Forescout Cyber Roundup
January 4, 2019
The Forescout Cyber Roundup is a weekly blog series highlighting some of the previous week’s cyber headlines and explaining why they matter. Each article includes a closer look at the potential implications of the news or event, predictions about what might happen next and suggestions for all readers, from the C-suite to end users. Articles are ordered by date, not necessarily priority.
- NIST Resources are Unavailable (December 27, 2018)
- HHS Releases Best Practice Healthcare Cybersecurity Guidelines (December 31, 2018)
- Watch Out, Cyber Fraud Cases in Banks are Spiking (January 2, 2019)
- American Newspapers Hit by Cyberattack (January 2, 2019)

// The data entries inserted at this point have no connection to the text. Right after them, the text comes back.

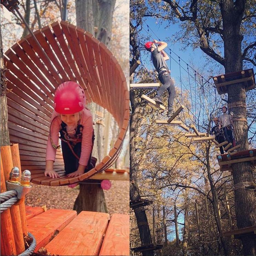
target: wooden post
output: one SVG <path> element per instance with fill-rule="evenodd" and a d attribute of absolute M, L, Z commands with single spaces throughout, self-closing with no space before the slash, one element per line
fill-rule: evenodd
<path fill-rule="evenodd" d="M 153 207 L 153 241 L 154 246 L 156 245 L 155 240 L 155 207 Z"/>
<path fill-rule="evenodd" d="M 216 190 L 214 190 L 215 193 L 215 198 L 216 201 L 216 206 L 217 211 L 217 218 L 218 219 L 218 222 L 219 223 L 219 229 L 220 230 L 220 235 L 221 237 L 222 236 L 222 224 L 221 223 L 221 211 L 219 209 L 219 201 L 218 199 L 218 195 Z"/>
<path fill-rule="evenodd" d="M 206 196 L 204 196 L 204 203 L 205 205 L 205 210 L 207 216 L 207 222 L 208 224 L 208 230 L 209 231 L 209 235 L 210 237 L 212 237 L 212 229 L 211 228 L 211 225 L 210 224 L 210 216 L 209 214 L 209 209 L 208 208 L 208 204 L 207 203 L 207 197 Z"/>
<path fill-rule="evenodd" d="M 2 154 L 1 155 L 1 193 L 6 191 L 5 178 L 3 173 Z M 12 232 L 12 224 L 10 208 L 0 214 L 1 217 L 1 255 L 17 255 L 14 236 Z"/>
<path fill-rule="evenodd" d="M 227 190 L 226 188 L 226 187 L 224 187 L 224 194 L 225 196 L 225 200 L 226 201 L 226 203 L 227 205 L 227 215 L 228 216 L 228 222 L 229 223 L 229 225 L 231 228 L 233 227 L 233 224 L 232 223 L 232 217 L 231 217 L 231 213 L 230 211 L 230 208 L 229 208 L 229 204 L 228 203 L 228 198 L 227 197 Z"/>
<path fill-rule="evenodd" d="M 3 146 L 1 147 L 1 153 L 3 161 L 3 170 L 5 180 L 8 180 L 10 172 L 13 167 L 10 146 Z M 19 254 L 25 251 L 23 238 L 22 227 L 21 225 L 20 208 L 19 205 L 13 205 L 10 208 L 11 218 L 17 254 Z M 5 224 L 5 227 L 10 228 Z M 4 239 L 5 239 L 4 238 Z"/>
<path fill-rule="evenodd" d="M 176 234 L 176 246 L 178 247 L 180 244 L 180 238 L 179 238 L 179 231 L 178 227 L 178 220 L 177 217 L 176 211 L 176 205 L 174 204 L 174 221 L 175 221 L 175 232 Z"/>
<path fill-rule="evenodd" d="M 197 200 L 196 199 L 196 222 L 197 224 L 197 228 L 198 229 L 198 236 L 199 237 L 199 241 L 201 241 L 201 229 L 200 228 L 200 222 L 199 222 L 199 215 L 198 213 L 198 208 L 197 207 Z"/>
<path fill-rule="evenodd" d="M 187 242 L 188 244 L 191 244 L 191 239 L 190 237 L 190 228 L 189 221 L 188 221 L 188 214 L 187 213 L 187 204 L 185 203 L 185 218 L 186 218 L 186 222 L 187 224 Z"/>
<path fill-rule="evenodd" d="M 141 64 L 141 62 L 139 60 L 137 60 L 133 65 L 130 69 L 130 76 L 135 71 L 135 70 L 139 66 L 139 65 Z"/>
<path fill-rule="evenodd" d="M 167 240 L 167 231 L 166 229 L 166 221 L 165 220 L 165 209 L 164 206 L 163 206 L 163 215 L 164 217 L 164 228 L 165 244 L 167 245 L 168 243 Z"/>
<path fill-rule="evenodd" d="M 16 166 L 20 170 L 20 177 L 21 177 L 21 166 L 20 165 L 20 158 L 19 151 L 19 144 L 17 144 L 11 145 L 11 151 L 13 166 Z M 27 218 L 26 217 L 26 210 L 25 208 L 25 197 L 22 202 L 19 205 L 20 213 L 22 225 L 22 233 L 26 236 L 28 235 L 27 227 Z"/>

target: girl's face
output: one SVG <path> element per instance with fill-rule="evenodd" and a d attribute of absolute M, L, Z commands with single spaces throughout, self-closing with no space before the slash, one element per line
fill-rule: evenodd
<path fill-rule="evenodd" d="M 79 112 L 74 114 L 60 114 L 60 119 L 68 125 L 75 125 L 79 120 Z"/>

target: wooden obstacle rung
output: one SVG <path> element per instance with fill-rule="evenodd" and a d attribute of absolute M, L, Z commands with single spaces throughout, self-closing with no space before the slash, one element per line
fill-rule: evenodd
<path fill-rule="evenodd" d="M 197 129 L 196 129 L 196 127 L 195 126 L 194 124 L 191 124 L 190 125 L 190 127 L 191 127 L 192 129 L 193 129 L 194 130 L 194 131 L 195 132 L 195 133 L 196 133 L 196 134 L 198 136 L 199 136 L 199 133 L 197 131 Z"/>
<path fill-rule="evenodd" d="M 232 143 L 231 142 L 229 143 L 224 149 L 224 150 L 226 150 L 227 149 L 231 146 L 232 145 Z"/>
<path fill-rule="evenodd" d="M 135 253 L 137 253 L 139 252 L 144 252 L 145 251 L 150 250 L 159 250 L 163 247 L 163 245 L 157 244 L 154 245 L 153 244 L 151 244 L 145 245 L 142 245 L 139 247 L 132 248 L 131 250 L 133 250 Z"/>
<path fill-rule="evenodd" d="M 182 129 L 183 129 L 185 131 L 186 131 L 187 132 L 188 132 L 190 130 L 189 128 L 187 126 L 186 126 L 186 125 L 185 125 L 184 124 L 180 124 L 180 127 L 182 128 Z"/>
<path fill-rule="evenodd" d="M 237 154 L 238 152 L 237 152 Z M 246 162 L 249 161 L 253 161 L 256 159 L 256 156 L 253 156 L 252 157 L 245 157 L 244 158 L 238 158 L 236 159 L 233 159 L 229 161 L 223 161 L 222 162 L 219 162 L 219 164 L 220 165 L 224 165 L 226 164 L 235 164 L 237 163 L 242 163 L 242 162 Z"/>
<path fill-rule="evenodd" d="M 130 88 L 154 88 L 160 87 L 159 83 L 145 84 L 130 84 Z"/>
<path fill-rule="evenodd" d="M 181 105 L 178 109 L 174 112 L 173 114 L 168 120 L 167 122 L 168 123 L 171 123 L 175 117 L 180 114 L 180 112 L 185 107 L 184 106 Z"/>
<path fill-rule="evenodd" d="M 144 94 L 142 94 L 141 98 L 149 102 L 149 103 L 152 104 L 152 105 L 154 105 L 156 107 L 160 109 L 162 109 L 163 110 L 164 110 L 165 109 L 165 107 L 164 106 L 161 104 L 159 104 L 158 103 L 157 103 L 154 100 L 150 99 L 149 97 L 146 96 Z"/>
<path fill-rule="evenodd" d="M 224 145 L 226 145 L 228 142 L 227 141 L 224 141 L 223 142 L 220 143 L 217 145 L 216 145 L 215 146 L 216 147 L 221 147 L 222 146 L 224 146 Z"/>
<path fill-rule="evenodd" d="M 239 144 L 235 147 L 232 147 L 231 149 L 229 149 L 228 150 L 227 152 L 230 152 L 233 150 L 234 150 L 235 149 L 238 149 L 238 147 L 240 147 L 242 145 L 241 145 L 241 144 Z"/>
<path fill-rule="evenodd" d="M 256 226 L 223 232 L 223 236 L 231 236 L 232 238 L 236 239 L 239 239 L 243 236 L 249 234 L 256 235 Z"/>
<path fill-rule="evenodd" d="M 205 133 L 199 133 L 199 136 L 206 136 L 206 134 Z M 185 133 L 185 134 L 184 134 L 184 136 L 185 137 L 198 137 L 198 135 L 196 133 Z"/>
<path fill-rule="evenodd" d="M 215 137 L 214 136 L 209 136 L 208 137 L 202 137 L 199 138 L 193 138 L 192 140 L 194 141 L 211 141 L 214 140 Z"/>
<path fill-rule="evenodd" d="M 181 125 L 182 123 L 181 121 L 172 121 L 171 123 L 168 123 L 167 120 L 157 120 L 156 121 L 157 124 L 176 124 Z"/>

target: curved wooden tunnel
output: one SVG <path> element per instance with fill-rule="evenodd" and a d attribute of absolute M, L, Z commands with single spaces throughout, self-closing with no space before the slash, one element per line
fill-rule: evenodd
<path fill-rule="evenodd" d="M 4 54 L 9 70 L 7 88 L 11 90 L 7 94 L 10 140 L 19 144 L 22 170 L 31 171 L 32 182 L 49 186 L 73 183 L 106 170 L 118 157 L 129 117 L 125 78 L 106 47 L 82 29 L 57 22 L 34 34 L 41 47 L 30 34 Z M 62 154 L 58 150 L 54 170 L 64 176 L 52 179 L 43 172 L 54 95 L 59 85 L 68 81 L 82 86 L 89 102 L 111 113 L 119 134 L 108 155 L 78 177 L 64 175 Z"/>

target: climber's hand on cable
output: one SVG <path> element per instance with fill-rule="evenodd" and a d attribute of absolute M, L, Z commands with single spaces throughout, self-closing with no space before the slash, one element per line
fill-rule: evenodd
<path fill-rule="evenodd" d="M 55 171 L 53 170 L 45 170 L 44 171 L 44 176 L 48 176 L 51 178 L 59 178 L 60 175 Z"/>
<path fill-rule="evenodd" d="M 67 175 L 67 176 L 69 177 L 79 176 L 80 175 L 82 175 L 82 174 L 83 174 L 84 172 L 84 171 L 78 170 L 77 171 L 76 171 L 75 172 L 74 172 L 70 173 L 69 174 L 68 174 L 68 175 Z"/>

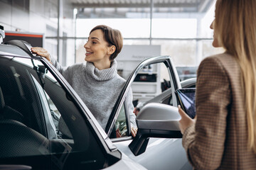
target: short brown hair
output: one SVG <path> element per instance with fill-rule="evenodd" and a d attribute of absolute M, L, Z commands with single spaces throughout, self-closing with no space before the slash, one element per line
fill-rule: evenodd
<path fill-rule="evenodd" d="M 114 59 L 117 57 L 117 55 L 121 52 L 123 46 L 123 38 L 122 36 L 121 32 L 109 26 L 100 25 L 93 28 L 90 32 L 90 34 L 91 34 L 91 33 L 95 30 L 101 30 L 103 32 L 103 38 L 105 40 L 109 43 L 110 47 L 111 45 L 115 46 L 116 50 L 110 57 L 110 60 L 113 61 Z"/>

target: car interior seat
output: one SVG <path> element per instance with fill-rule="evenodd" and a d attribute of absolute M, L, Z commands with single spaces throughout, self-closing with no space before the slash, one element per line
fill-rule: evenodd
<path fill-rule="evenodd" d="M 0 119 L 12 119 L 23 123 L 23 115 L 18 111 L 6 106 L 1 88 L 0 87 Z"/>

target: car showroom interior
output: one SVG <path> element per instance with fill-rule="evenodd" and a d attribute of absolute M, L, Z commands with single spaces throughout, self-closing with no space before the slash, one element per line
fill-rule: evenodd
<path fill-rule="evenodd" d="M 0 0 L 0 169 L 255 169 L 253 3 Z"/>

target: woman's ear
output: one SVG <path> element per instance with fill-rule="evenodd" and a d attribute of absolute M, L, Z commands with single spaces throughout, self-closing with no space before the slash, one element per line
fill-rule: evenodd
<path fill-rule="evenodd" d="M 116 47 L 114 45 L 111 45 L 110 47 L 109 47 L 107 54 L 111 55 L 115 52 L 115 50 L 116 50 Z"/>

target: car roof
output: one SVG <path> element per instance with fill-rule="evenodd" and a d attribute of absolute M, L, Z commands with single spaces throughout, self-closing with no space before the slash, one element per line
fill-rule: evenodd
<path fill-rule="evenodd" d="M 23 40 L 10 40 L 0 44 L 0 56 L 38 57 L 32 54 L 31 45 Z"/>

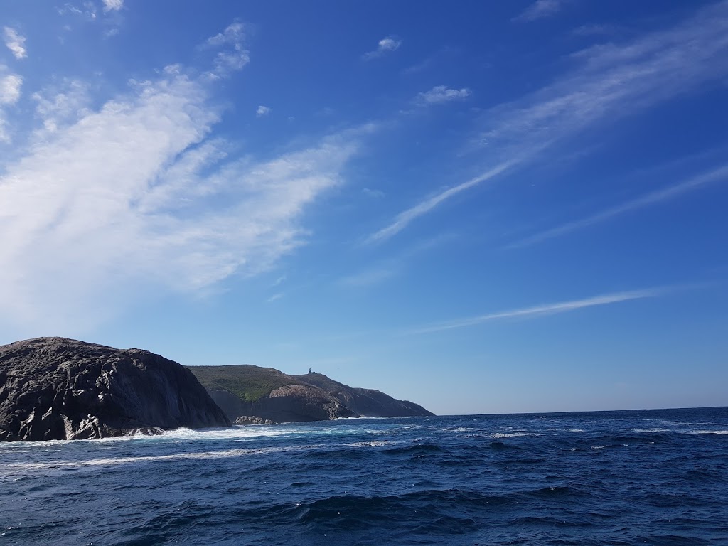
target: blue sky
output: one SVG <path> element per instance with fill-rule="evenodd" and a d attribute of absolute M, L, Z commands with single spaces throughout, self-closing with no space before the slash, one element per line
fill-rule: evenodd
<path fill-rule="evenodd" d="M 0 343 L 438 414 L 728 404 L 728 2 L 0 6 Z"/>

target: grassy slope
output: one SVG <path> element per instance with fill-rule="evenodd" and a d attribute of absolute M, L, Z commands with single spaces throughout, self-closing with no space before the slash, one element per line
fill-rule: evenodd
<path fill-rule="evenodd" d="M 206 389 L 222 389 L 246 402 L 255 402 L 271 391 L 303 381 L 272 368 L 241 364 L 234 366 L 187 366 Z"/>

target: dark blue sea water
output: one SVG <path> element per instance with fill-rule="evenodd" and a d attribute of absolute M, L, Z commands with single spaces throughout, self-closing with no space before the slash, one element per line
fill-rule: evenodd
<path fill-rule="evenodd" d="M 728 545 L 728 408 L 0 444 L 2 545 Z"/>

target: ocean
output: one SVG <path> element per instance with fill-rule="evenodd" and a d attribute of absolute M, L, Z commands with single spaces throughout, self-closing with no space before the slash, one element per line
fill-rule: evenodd
<path fill-rule="evenodd" d="M 728 408 L 0 443 L 0 545 L 728 545 Z"/>

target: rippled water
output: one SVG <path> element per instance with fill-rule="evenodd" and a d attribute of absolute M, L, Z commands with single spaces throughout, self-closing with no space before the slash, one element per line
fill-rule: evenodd
<path fill-rule="evenodd" d="M 728 545 L 728 408 L 0 444 L 0 544 Z"/>

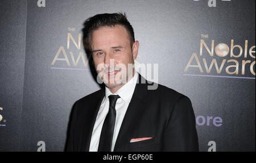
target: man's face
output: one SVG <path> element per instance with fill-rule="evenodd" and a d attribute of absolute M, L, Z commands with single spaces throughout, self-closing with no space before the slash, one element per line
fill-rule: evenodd
<path fill-rule="evenodd" d="M 138 41 L 131 47 L 125 28 L 116 25 L 94 31 L 90 43 L 94 66 L 105 85 L 115 88 L 126 83 L 133 74 L 133 71 L 128 70 L 128 65 L 134 64 Z"/>

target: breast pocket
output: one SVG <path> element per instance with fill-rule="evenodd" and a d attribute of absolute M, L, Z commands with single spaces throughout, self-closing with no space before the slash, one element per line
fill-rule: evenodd
<path fill-rule="evenodd" d="M 148 148 L 158 144 L 157 138 L 152 137 L 150 139 L 139 141 L 129 143 L 128 149 L 139 149 Z"/>

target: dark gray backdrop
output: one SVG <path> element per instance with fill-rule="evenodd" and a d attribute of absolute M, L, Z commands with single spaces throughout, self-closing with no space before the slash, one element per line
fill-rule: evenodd
<path fill-rule="evenodd" d="M 210 7 L 208 1 L 46 0 L 46 7 L 39 7 L 35 0 L 1 0 L 0 151 L 37 151 L 40 141 L 46 151 L 63 151 L 73 104 L 100 89 L 81 60 L 74 65 L 70 52 L 76 60 L 84 52 L 73 42 L 67 49 L 68 33 L 77 40 L 88 18 L 124 11 L 140 42 L 138 62 L 158 64 L 158 81 L 154 80 L 191 98 L 200 151 L 211 149 L 208 143 L 213 141 L 217 151 L 255 151 L 255 76 L 249 66 L 241 74 L 243 57 L 210 57 L 205 48 L 199 56 L 201 39 L 209 47 L 214 40 L 215 45 L 224 43 L 229 48 L 233 39 L 243 49 L 247 40 L 249 52 L 255 44 L 255 1 L 216 2 Z M 51 64 L 62 46 L 70 66 L 60 60 Z M 184 72 L 193 53 L 203 73 L 193 68 Z M 218 65 L 236 59 L 239 74 L 218 74 L 214 66 L 207 73 L 203 58 L 208 64 L 216 58 Z M 255 61 L 249 56 L 245 60 Z M 212 119 L 204 123 L 207 116 Z M 214 126 L 214 118 L 221 119 L 220 126 Z"/>

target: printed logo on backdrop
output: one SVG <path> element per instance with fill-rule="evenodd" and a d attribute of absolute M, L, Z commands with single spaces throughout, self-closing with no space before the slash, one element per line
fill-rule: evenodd
<path fill-rule="evenodd" d="M 38 7 L 46 7 L 46 0 L 38 0 Z"/>
<path fill-rule="evenodd" d="M 2 107 L 0 107 L 0 127 L 5 127 L 6 126 L 5 123 L 6 123 L 6 120 L 4 119 L 2 114 L 2 111 L 3 108 Z"/>
<path fill-rule="evenodd" d="M 201 35 L 199 48 L 188 59 L 185 76 L 255 80 L 255 44 L 245 39 L 227 42 Z"/>
<path fill-rule="evenodd" d="M 91 58 L 88 57 L 91 57 L 91 55 L 88 57 L 86 55 L 82 44 L 82 34 L 77 32 L 76 28 L 68 28 L 68 32 L 65 35 L 67 35 L 67 44 L 60 46 L 56 50 L 51 64 L 51 69 L 90 70 L 89 61 Z M 138 55 L 137 58 L 139 57 L 140 55 Z M 110 64 L 111 62 L 110 61 Z M 148 89 L 150 90 L 156 89 L 158 82 L 158 64 L 141 64 L 136 60 L 134 62 L 137 71 L 141 72 L 148 81 L 155 81 L 153 85 L 148 86 Z M 113 65 L 117 67 L 114 64 Z M 118 65 L 121 66 L 122 64 Z M 122 64 L 122 69 L 126 68 L 124 64 Z M 97 69 L 98 70 L 98 68 Z M 151 83 L 150 82 L 148 82 L 150 84 Z"/>
<path fill-rule="evenodd" d="M 44 141 L 38 141 L 38 152 L 46 152 L 46 143 Z"/>
<path fill-rule="evenodd" d="M 210 141 L 208 142 L 208 152 L 216 152 L 216 142 L 214 141 Z"/>
<path fill-rule="evenodd" d="M 193 1 L 200 1 L 200 0 L 193 0 Z M 222 2 L 231 2 L 231 0 L 218 0 Z M 203 0 L 201 1 L 207 2 L 207 1 Z M 217 7 L 217 0 L 208 0 L 208 5 L 209 7 Z"/>
<path fill-rule="evenodd" d="M 67 44 L 60 46 L 51 62 L 51 69 L 89 70 L 89 60 L 84 51 L 82 34 L 76 28 L 68 28 Z M 139 57 L 139 55 L 138 56 Z M 139 62 L 134 61 L 137 65 Z"/>
<path fill-rule="evenodd" d="M 82 43 L 82 34 L 76 28 L 68 28 L 67 44 L 59 47 L 51 62 L 51 69 L 89 70 L 88 60 Z"/>
<path fill-rule="evenodd" d="M 199 126 L 221 127 L 222 125 L 222 119 L 220 116 L 207 116 L 205 117 L 203 115 L 199 115 L 196 118 L 196 124 Z"/>

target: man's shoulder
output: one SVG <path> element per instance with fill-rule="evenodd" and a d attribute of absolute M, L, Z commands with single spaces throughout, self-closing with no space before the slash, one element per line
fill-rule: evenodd
<path fill-rule="evenodd" d="M 90 94 L 88 94 L 77 101 L 77 103 L 85 103 L 85 102 L 90 102 L 93 101 L 95 101 L 97 98 L 98 98 L 102 93 L 102 90 L 100 89 L 96 91 L 94 91 Z"/>
<path fill-rule="evenodd" d="M 176 102 L 180 99 L 186 99 L 189 101 L 189 98 L 185 95 L 166 86 L 158 84 L 157 89 L 148 90 L 148 93 L 154 96 L 158 96 L 162 101 Z"/>

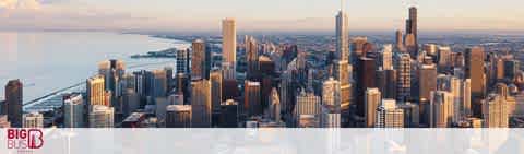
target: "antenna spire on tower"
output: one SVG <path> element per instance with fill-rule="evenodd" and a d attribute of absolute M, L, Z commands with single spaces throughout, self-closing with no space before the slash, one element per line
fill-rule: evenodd
<path fill-rule="evenodd" d="M 341 11 L 344 11 L 344 0 L 341 0 Z"/>

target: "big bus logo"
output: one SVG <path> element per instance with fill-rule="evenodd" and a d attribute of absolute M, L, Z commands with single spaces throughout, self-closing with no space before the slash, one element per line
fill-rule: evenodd
<path fill-rule="evenodd" d="M 8 129 L 8 149 L 34 150 L 44 145 L 40 129 Z"/>

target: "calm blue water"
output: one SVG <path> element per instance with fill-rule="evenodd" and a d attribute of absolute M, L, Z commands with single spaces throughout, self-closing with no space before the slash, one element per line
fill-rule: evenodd
<path fill-rule="evenodd" d="M 121 59 L 127 66 L 172 66 L 172 59 L 130 59 L 133 54 L 188 47 L 178 40 L 145 35 L 93 32 L 0 32 L 0 99 L 10 79 L 24 83 L 24 102 L 85 81 L 97 72 L 97 62 Z"/>

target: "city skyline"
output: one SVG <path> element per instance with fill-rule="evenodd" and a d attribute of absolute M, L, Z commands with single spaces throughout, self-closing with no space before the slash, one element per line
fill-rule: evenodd
<path fill-rule="evenodd" d="M 16 3 L 24 4 L 29 5 Z M 128 55 L 177 63 L 163 69 L 128 72 L 123 60 L 103 60 L 96 64 L 98 72 L 86 78 L 85 90 L 73 90 L 82 86 L 75 84 L 28 103 L 23 103 L 21 80 L 11 80 L 0 114 L 8 115 L 12 127 L 22 122 L 22 127 L 90 128 L 524 126 L 524 40 L 419 42 L 419 32 L 426 31 L 418 22 L 426 19 L 416 7 L 406 10 L 404 34 L 403 26 L 391 31 L 396 34 L 395 47 L 388 38 L 349 37 L 353 29 L 345 8 L 332 16 L 334 37 L 245 35 L 239 40 L 235 17 L 222 20 L 222 38 L 150 35 L 191 45 Z M 82 97 L 85 107 L 73 109 L 71 102 L 83 102 Z M 69 110 L 62 114 L 66 102 Z M 190 106 L 177 112 L 171 105 Z M 32 109 L 44 114 L 31 115 Z M 70 116 L 64 118 L 70 121 L 45 121 L 38 114 L 55 119 Z"/>
<path fill-rule="evenodd" d="M 350 32 L 402 28 L 408 15 L 403 10 L 412 5 L 424 10 L 419 29 L 425 32 L 524 32 L 519 3 L 524 4 L 517 0 L 497 4 L 489 0 L 346 1 L 345 10 Z M 235 17 L 239 32 L 331 32 L 332 16 L 340 8 L 337 0 L 2 0 L 0 29 L 218 33 L 222 19 Z"/>

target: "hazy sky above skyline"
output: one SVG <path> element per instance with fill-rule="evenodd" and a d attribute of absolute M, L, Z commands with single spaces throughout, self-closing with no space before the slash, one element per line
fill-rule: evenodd
<path fill-rule="evenodd" d="M 0 29 L 334 31 L 338 0 L 0 0 Z M 346 0 L 350 31 L 524 31 L 523 0 Z"/>

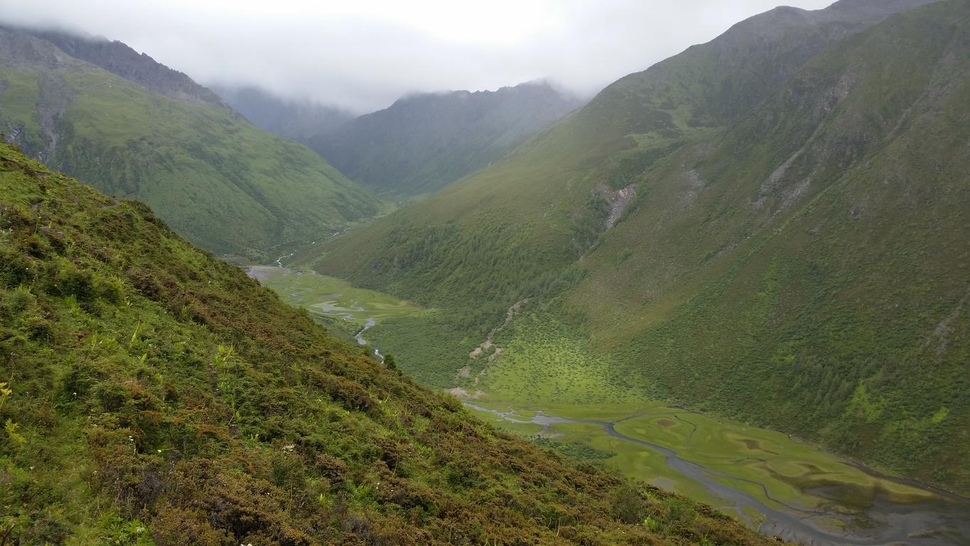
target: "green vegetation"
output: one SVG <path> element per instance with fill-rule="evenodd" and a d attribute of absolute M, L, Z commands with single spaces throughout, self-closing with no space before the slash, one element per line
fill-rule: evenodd
<path fill-rule="evenodd" d="M 389 318 L 408 316 L 422 309 L 397 298 L 355 288 L 349 282 L 314 272 L 275 266 L 251 266 L 249 275 L 272 288 L 291 305 L 319 317 L 339 318 L 356 331 L 368 322 L 381 324 Z"/>
<path fill-rule="evenodd" d="M 877 4 L 744 21 L 298 258 L 439 309 L 377 333 L 426 384 L 656 397 L 966 494 L 970 9 Z"/>
<path fill-rule="evenodd" d="M 8 139 L 105 193 L 146 203 L 212 252 L 270 261 L 285 253 L 275 247 L 384 209 L 308 148 L 228 108 L 151 93 L 47 42 L 0 32 L 20 47 L 0 58 Z"/>
<path fill-rule="evenodd" d="M 501 159 L 580 106 L 545 82 L 497 91 L 404 97 L 308 139 L 342 173 L 377 193 L 432 193 Z"/>
<path fill-rule="evenodd" d="M 774 543 L 497 432 L 9 145 L 0 358 L 16 544 Z"/>

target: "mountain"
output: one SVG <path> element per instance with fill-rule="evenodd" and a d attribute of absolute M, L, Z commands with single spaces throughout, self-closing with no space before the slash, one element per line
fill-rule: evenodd
<path fill-rule="evenodd" d="M 16 544 L 776 544 L 499 433 L 0 144 Z"/>
<path fill-rule="evenodd" d="M 431 193 L 500 159 L 581 102 L 546 82 L 403 98 L 309 146 L 378 194 Z"/>
<path fill-rule="evenodd" d="M 317 154 L 252 126 L 183 74 L 117 42 L 38 36 L 0 29 L 0 131 L 48 165 L 152 206 L 193 242 L 274 258 L 272 247 L 382 209 Z"/>
<path fill-rule="evenodd" d="M 925 4 L 742 21 L 302 259 L 452 309 L 382 344 L 430 384 L 551 316 L 629 389 L 970 492 L 970 4 Z"/>
<path fill-rule="evenodd" d="M 116 40 L 110 41 L 100 37 L 81 36 L 55 30 L 14 27 L 3 27 L 3 29 L 30 34 L 49 42 L 76 59 L 103 68 L 153 93 L 179 101 L 225 106 L 218 95 L 196 83 L 185 74 L 172 70 L 147 54 L 139 53 Z"/>
<path fill-rule="evenodd" d="M 215 85 L 212 89 L 253 125 L 305 145 L 310 137 L 327 134 L 354 118 L 353 113 L 336 107 L 283 99 L 258 87 Z"/>

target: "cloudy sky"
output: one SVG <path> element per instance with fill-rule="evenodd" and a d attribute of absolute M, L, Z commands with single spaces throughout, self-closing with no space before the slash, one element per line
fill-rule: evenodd
<path fill-rule="evenodd" d="M 779 3 L 0 0 L 0 20 L 120 40 L 203 83 L 255 84 L 362 112 L 411 92 L 543 78 L 592 95 Z"/>

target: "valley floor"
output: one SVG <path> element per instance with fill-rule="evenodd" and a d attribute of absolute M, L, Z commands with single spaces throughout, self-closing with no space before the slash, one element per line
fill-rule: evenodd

- Hacker Cyber-gang: Give Us Cyber-cash for Cyber-cache of 18,000 Stolen Sept 11th Insurance Docs
Summary: The latest government shutdown continues to make headlines. From empty agency office chairs and cinched budget purses to the closures of national parks, the Smithsonian and the National Zoo, the impact is widespread.
Why it matters: Despite the headlines covering the shutdown, there hasn’t been much said about the fact that The National Institute of Standards and Technology (NIST) Computer Security Resource Center (CSRC) is currently unavailable due to the lapse in government funding, while other government sites such as justice.gov, state.gov and doi.gov—although not actively updated—are still online. The screenshot below shows the unavailable site; however, a post-shutdown query from archive.org does not indicate the site was offline.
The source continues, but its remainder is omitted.